Chronic Headaches - No Answers

At the beginning of February I started having headaches. I didn’t think anything of them at first.
I was running errands one day when a headache started on the left side of my head. Nothing alarming. I figured it was either the weather or that I hadn’t consumed enough water. No big deal. It seemed to ebb and flow, but it eventually went away. This started happening intermittently over the course of the next week. Then one day it came on and never left.

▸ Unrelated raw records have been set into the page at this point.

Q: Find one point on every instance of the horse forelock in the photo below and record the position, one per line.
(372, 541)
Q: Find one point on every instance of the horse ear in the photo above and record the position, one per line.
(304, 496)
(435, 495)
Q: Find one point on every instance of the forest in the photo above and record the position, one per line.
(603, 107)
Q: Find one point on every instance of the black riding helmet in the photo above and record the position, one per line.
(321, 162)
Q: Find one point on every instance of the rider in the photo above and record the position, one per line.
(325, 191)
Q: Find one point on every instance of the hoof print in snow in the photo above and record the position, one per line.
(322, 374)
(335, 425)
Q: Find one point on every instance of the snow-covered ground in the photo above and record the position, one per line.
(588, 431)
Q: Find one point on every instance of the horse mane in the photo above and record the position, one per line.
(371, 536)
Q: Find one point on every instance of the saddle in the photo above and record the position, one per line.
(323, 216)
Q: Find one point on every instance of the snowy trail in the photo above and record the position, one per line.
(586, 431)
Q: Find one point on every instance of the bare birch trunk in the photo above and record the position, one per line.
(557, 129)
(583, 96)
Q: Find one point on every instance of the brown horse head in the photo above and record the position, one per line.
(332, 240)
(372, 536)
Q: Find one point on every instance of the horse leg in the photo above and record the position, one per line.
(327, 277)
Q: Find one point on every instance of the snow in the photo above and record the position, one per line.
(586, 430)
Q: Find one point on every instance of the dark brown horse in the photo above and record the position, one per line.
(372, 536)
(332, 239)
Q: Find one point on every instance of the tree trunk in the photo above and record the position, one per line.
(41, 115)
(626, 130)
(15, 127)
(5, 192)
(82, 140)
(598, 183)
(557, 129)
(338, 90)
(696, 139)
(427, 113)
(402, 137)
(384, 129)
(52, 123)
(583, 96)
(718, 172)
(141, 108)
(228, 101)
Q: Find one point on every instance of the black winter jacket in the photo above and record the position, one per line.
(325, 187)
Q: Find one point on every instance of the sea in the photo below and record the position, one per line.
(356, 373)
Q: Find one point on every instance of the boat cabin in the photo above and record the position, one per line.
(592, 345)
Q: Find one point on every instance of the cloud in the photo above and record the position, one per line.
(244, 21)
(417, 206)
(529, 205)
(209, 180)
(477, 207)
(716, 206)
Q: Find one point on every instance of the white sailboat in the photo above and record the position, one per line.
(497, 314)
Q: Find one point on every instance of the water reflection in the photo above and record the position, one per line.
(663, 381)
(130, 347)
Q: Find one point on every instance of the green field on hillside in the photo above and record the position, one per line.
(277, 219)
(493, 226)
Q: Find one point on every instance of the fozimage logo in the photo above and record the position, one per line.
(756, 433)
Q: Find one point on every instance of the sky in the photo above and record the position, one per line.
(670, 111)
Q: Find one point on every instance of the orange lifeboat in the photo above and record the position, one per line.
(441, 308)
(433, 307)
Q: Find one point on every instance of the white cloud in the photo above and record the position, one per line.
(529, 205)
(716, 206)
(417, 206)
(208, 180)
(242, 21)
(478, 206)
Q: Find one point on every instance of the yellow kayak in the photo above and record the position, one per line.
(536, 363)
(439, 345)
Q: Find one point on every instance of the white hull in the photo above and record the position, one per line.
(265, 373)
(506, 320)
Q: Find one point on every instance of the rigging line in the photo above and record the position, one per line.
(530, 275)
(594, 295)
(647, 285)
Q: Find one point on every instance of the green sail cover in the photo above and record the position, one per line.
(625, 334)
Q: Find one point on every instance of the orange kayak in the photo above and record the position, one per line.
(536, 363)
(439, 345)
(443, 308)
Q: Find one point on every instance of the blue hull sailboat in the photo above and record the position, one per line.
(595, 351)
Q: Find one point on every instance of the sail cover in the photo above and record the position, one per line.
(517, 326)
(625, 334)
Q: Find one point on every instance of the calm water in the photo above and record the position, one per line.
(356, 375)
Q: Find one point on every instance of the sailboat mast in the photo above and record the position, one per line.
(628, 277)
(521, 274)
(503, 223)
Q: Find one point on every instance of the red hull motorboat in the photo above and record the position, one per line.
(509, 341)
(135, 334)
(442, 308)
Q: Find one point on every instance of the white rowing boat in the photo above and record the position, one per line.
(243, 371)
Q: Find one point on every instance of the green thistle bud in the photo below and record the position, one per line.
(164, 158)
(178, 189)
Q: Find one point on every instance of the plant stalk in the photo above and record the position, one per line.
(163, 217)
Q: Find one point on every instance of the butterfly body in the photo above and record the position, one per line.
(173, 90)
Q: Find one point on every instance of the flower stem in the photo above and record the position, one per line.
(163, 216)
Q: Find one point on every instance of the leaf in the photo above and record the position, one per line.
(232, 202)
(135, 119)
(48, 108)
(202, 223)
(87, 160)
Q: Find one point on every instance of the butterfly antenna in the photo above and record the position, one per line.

I spent 9 days at home trying to treat it myself with over-the-counter headache medication. Nothing touched it. It was exclusively on the left side of my head, I was nauseous, but I didn’t have any orbs or serious light/sound sensitivities. I spent every day laying in my room with the shades drawn, napping and keeping an ice bag on my head. It was relentless.
I called my doctor, who called in a couple prescriptions for me to try, neither of which worked.
Finally, after being text yelled at by one of my friends about the fact that it was not normal to have a headache last for so long, I agreed to go to the emergency room on the 10th day.
I figured they’d do some scans, give me some meds and I’d be back home in a few hours time. Worst case scenario, I might have to stay one night for observation but that was unlikely. The very last thing I expected was for that trip to the ER to turn into a 16 day hospital stay.
While every scan and test was coming back normal, none of the meds they gave me were helping and the pain continued to go from bad to worse and back again. By the time they released me it wasn’t because the headache was under control, but because the next test they wanted to do was delayed due to the dye being on backorder so we opted to have me go home.
At that point, they thought it likely I had a spontaneous CSF Leak. The test I’d have a week later would rule that out.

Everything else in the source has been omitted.